Where do you get your nightly dose of dopamine? No, let me put that a different way... What is your preferred visual stimulation of choice before you go to sleep? Watching a movie, the TV, going online and catching up on email, tweeting, texting, Facebook etc... or reading a book?Come on, let's be honest. I guarantee at least half of you did not go for the book reading option. So why is that? What's happened to our bedtime story?This is from a Post published by Susan Weinschenk Ph.D. on Sep 11, 2012 in Brain Wise which says that "Dopamine makes you addicted to seeking information in an endless loop." This is from Susan's post:
Pleasure vs. seeking
— You may have heard that dopamine controls the "pleasure" systems of the brain: that dopamine makes you feel enjoyment, pleasure, and therefore motivates you to seek out certain behaviors, such as food, sex, and drugs. Recent research is changing this view. Instead of dopamine causing you to experience pleasure, the latest research shows that dopamine causes seeking behavior. Dopamine causes you to want, desire, seek out, and search.

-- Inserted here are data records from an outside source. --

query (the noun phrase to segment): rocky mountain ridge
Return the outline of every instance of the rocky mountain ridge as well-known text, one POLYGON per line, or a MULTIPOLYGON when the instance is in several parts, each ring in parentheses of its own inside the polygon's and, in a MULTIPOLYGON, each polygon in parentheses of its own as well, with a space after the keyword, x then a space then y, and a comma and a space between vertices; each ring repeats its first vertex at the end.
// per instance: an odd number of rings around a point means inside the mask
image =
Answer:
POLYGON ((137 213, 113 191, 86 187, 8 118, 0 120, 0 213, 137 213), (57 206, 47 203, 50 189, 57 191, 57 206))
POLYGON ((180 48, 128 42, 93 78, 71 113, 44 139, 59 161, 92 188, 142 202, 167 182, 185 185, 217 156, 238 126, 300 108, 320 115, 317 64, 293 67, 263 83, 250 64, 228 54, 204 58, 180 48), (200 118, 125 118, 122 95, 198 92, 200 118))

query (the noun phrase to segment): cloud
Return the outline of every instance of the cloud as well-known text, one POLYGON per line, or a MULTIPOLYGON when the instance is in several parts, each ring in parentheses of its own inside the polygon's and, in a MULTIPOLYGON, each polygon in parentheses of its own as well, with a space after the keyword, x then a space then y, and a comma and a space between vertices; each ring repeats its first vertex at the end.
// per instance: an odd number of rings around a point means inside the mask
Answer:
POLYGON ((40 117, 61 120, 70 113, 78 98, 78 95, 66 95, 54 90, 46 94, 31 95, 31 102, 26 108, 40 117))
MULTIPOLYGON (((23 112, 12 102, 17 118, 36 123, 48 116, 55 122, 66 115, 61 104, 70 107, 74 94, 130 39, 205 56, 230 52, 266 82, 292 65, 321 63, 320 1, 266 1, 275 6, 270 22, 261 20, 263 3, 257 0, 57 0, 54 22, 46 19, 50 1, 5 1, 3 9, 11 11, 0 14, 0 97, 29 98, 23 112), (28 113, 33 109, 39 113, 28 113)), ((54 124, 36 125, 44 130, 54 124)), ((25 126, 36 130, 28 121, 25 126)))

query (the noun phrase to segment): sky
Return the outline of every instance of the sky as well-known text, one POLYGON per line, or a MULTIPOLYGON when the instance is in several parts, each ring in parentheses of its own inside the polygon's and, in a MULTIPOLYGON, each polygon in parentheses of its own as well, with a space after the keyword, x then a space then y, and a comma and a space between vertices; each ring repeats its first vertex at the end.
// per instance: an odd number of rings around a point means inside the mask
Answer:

Rewards of the Dopamine Loop
So what that's telling us is that one tweet is never enough. We are going to continuously reward ourselves by searching for more information, more connection however tenuous it might be online. Who wouldn't want to be rewarded each time we perform any of these tasks? And there is a sense of accomplishment that we have achieved something. What's not to like?This next part is from a more recent article published in the Guardian in January 2015, and is from a book by Daniel J. Levitin.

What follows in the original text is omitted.